You open your calendar on Monday morning and look ahead at your day. Meeting in a half hour, meeting over lunch, and an invite just popped up in your email for another one this afternoon. You sigh. Great, another day half filled with round-about discussion that lasts too long and doesn’t get anything done. You have work to do, a lot of it, and it’s not going to be an easier when you are interrupted every hour or so.
Unfortunately, this hypothetical isn’t far off point. Recent statistics show that about 50 percent of meetings are time wasted. A surprising amount of people report daydreaming, doing other work, or even sleeping during meeting time … so unless your meetings are designed to be a mental break and nice nap, the majority of meetings aren’t effective.
This is a little bit of a ‘yikes’. Sure traditional corporate America has its fair share of bureaucratic, cubicle, 2-hour lunch stereotypes, but more and more companies are committed to making their business a great place to work for everyone: encouraging innovation and creativity among all levels of their company. If meetings are producing annoyed team members who are able to do their job less effectively, a meeting-free workplace seems more and more appealing. And many business are heading in this direction, using email threads, instant messaging, or other online collaborative tools for communications that don’t require the conference room sit-down.

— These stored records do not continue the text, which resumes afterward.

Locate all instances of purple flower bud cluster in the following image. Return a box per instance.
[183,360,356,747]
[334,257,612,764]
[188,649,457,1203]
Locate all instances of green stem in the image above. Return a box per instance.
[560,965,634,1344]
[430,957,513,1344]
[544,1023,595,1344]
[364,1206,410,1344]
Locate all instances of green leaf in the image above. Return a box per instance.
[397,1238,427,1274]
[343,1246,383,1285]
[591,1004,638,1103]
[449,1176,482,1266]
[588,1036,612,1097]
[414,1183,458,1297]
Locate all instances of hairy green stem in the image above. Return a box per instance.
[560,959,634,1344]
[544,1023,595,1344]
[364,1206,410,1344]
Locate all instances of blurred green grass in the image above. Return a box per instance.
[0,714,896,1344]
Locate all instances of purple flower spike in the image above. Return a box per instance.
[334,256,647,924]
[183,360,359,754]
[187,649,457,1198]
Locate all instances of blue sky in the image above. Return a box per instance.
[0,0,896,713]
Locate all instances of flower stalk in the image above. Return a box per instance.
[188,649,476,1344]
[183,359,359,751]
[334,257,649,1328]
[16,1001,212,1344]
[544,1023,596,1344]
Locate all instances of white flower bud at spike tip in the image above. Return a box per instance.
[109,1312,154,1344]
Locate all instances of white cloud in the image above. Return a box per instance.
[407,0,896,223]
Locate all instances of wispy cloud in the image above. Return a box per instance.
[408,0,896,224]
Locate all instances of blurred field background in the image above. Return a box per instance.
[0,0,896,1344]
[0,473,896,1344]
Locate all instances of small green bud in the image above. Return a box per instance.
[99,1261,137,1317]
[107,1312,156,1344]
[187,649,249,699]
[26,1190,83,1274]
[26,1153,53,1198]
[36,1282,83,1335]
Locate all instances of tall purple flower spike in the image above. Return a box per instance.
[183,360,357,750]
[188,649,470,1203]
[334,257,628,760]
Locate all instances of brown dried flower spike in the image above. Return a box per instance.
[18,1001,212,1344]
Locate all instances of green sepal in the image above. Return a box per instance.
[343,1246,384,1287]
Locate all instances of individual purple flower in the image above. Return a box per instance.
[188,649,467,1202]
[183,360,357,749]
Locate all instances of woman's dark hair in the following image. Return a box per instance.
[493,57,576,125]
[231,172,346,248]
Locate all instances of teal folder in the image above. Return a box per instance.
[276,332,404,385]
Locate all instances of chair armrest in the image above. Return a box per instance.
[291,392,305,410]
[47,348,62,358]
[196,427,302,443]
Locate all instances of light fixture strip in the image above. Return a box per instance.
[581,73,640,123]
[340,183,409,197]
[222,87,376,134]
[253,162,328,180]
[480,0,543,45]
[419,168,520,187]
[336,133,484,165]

Meetings, however, still have their place in most businesses. Reporting, planning, problem-solving … sometimes there is no substitute for the collaboration and focus that should umbrella meetings. So how can we snap the purpose back on to our meetings?
Give Meetings Structure: Knowing what you are going to meet about is far from knowing what you need to talk about during the meeting. Set the goal or purpose for the meeting, but then take the time to make a detailed agenda. Give the agenda to participants ahead of time and ask if they’d like anything added. This way, everyone can come into the meeting prepared and focused. You should also consider who you invite to the meeting carefully – does everyone need to be there? If Juan is just there to get last week’s sales numbers, couldn’t that be sent in an email and save him some time?
Respect the Time: We’ve all been caught in meetings where, at the conclusion, it’s clear that the problem could’ve been solved in twenty minutes when you’ve been talking in circles for an hour (really just filling time). Most meeting do not need to last longer than 45 minutes and many don’t need to last longer than 15. Look at the time you have allotted for a meeting – could you cut that time in half? Once you commit to a time block, enforce it. That means no waiting for Heidi who’s just grabbing coffee quick or Peter who’ll just be a minute late. When you respect the meeting start and end time, you are also respecting your colleagues’ time.
Be Actionable: There’s little that can make your time feel more useless than leaving a long meeting and feeling like nothing was accomplished. In fact, you’ll probably end up in the same meeting next week to hash out the same problem. When meetings don’t end on an actionable note, it’s hard to feel like anything got done. Keep track of action items decided during the meeting, and review and assign them before you adjourn. Even asking “what are the next steps?” before the conclusion of the meeting can keep the energy going on projects. Meetings are meant to move your goals forward – embrace that momentum.
Meeting don’t have to mean time wasted. They can be amazing collaborative venues to enforce team culture, inspire innovation, and provide accountability for individual and company goals. However, meeting shouldn’t take up a majority of any employee’s day – there needs to be time for the real work to get done. With this in mind, you can evaluate and organize meetings that are tailored for your company.
How effective are your meetings right now? What does your team do to stay on track?